晨光是被檐角的冰棱敲醒的。最后一块冰化成水,顺着瓦当滴下来,“嗒”地落在窗台上,像谁用指尖叩门。窗缝钻进来的风带着点软,不像前几日那样刮得人脸生疼。我伸手推开窗,风正好撞进来,带着点柳芽的腥甜,吹得脖颈发痒——这风不似正月里的硬,软乎乎的,像母亲的手抚过衣领。
母亲在厨房揉面,面粉扬起细白的雾,落在她蓝布衫的肩头。“今天得吃龙须面。”她手腕转得飞快,面团在案板上跳着舞,渐渐拉成银丝般的细线。我靠在门框上看,忽然,发现她鬓角新冒出的碎发,竟比去年冬天柔软了许多。
父亲搬来梯子,要摘窗台上的腊梅。残花蜷在枝头,却还有零星的香,沾在他粗糙的指腹。“该换春香了。”他从柜子里翻出晒干的陈皮与薄荷,装进布包里悬在门后,空气里顿时漫开清清爽爽的味,像把整个冬天的沉郁都扫开了。
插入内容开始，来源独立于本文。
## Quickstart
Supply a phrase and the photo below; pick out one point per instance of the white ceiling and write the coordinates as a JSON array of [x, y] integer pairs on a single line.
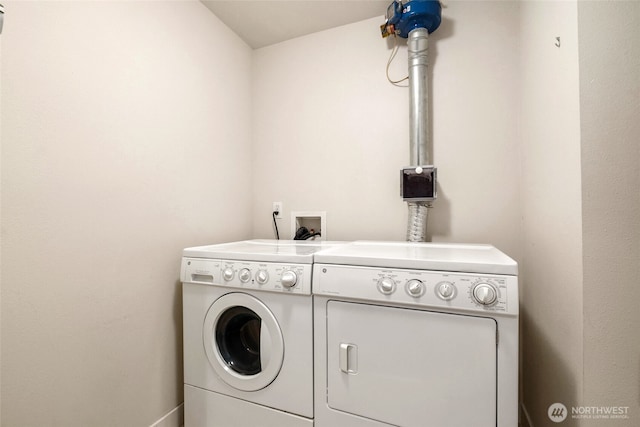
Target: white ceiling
[[265, 22]]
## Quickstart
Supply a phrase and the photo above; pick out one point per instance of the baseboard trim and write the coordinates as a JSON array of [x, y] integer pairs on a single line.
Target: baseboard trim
[[527, 418], [174, 418]]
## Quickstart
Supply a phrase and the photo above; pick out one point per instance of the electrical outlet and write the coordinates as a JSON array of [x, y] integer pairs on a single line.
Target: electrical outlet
[[277, 207]]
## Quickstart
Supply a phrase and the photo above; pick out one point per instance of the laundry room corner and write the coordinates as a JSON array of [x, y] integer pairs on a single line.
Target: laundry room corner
[[122, 128]]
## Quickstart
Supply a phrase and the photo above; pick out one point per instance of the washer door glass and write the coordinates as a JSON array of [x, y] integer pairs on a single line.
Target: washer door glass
[[243, 341]]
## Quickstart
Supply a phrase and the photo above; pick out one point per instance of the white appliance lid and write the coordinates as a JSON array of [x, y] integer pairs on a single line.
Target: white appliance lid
[[469, 258], [294, 251]]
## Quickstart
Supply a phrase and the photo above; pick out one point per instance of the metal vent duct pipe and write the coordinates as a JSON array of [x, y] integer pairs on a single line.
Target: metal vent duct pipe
[[418, 47]]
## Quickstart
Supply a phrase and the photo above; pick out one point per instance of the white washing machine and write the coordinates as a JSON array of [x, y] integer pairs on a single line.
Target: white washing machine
[[415, 335], [248, 334]]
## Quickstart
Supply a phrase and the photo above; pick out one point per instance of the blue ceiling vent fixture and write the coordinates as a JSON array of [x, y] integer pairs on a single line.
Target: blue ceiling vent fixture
[[414, 14]]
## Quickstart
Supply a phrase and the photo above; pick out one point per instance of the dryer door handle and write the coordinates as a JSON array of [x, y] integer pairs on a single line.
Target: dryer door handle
[[265, 346], [348, 358]]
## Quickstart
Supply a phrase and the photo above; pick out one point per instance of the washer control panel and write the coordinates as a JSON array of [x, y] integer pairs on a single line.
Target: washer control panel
[[264, 276], [462, 291]]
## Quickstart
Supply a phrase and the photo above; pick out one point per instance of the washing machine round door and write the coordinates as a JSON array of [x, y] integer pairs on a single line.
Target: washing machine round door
[[243, 341]]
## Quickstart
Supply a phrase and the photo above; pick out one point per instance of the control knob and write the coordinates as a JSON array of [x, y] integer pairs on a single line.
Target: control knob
[[415, 288], [446, 290], [289, 279], [262, 277], [228, 274], [386, 285], [485, 293], [245, 275]]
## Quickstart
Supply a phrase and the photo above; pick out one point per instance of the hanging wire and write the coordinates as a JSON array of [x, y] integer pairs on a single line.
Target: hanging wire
[[394, 52]]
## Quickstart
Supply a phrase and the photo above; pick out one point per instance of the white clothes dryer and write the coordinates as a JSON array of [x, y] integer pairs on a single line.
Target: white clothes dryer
[[248, 334], [415, 335]]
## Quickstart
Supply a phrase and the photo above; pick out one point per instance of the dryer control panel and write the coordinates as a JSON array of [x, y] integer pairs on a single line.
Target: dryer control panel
[[435, 289], [263, 276]]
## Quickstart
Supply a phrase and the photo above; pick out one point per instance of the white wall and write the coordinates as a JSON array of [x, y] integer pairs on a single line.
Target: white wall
[[610, 125], [330, 133], [551, 268], [122, 127]]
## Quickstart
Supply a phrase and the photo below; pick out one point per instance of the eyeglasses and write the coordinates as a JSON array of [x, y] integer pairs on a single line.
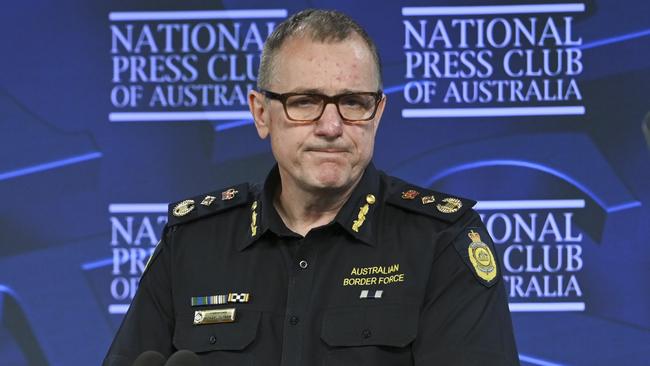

巷口的理发店排着队,穿校服的男孩坐在木椅上,理发师的推子嗡嗡响,剪下的碎发落在深蓝围布上,像撒了把黑芝麻。“抬头看看。”理发师捏着男孩的下巴转了转,镜子里的少年眉眼亮起来,仿佛卸下了压了一冬的重。我摸着自己及肩的发,突然,也想剪短些,好像这样就能把积攒的倦意,都随碎发落在地上。
午后的阳光更暖了,母亲把棉被抱到院里晒。棉絮在风里轻轻鼓胀,像朵蓬松的云。她拍打被面的手停在半空,指着墙根:“你看。”几株草芽顶破冻土,嫩得能掐出水,叶尖还沾着昨夜的露。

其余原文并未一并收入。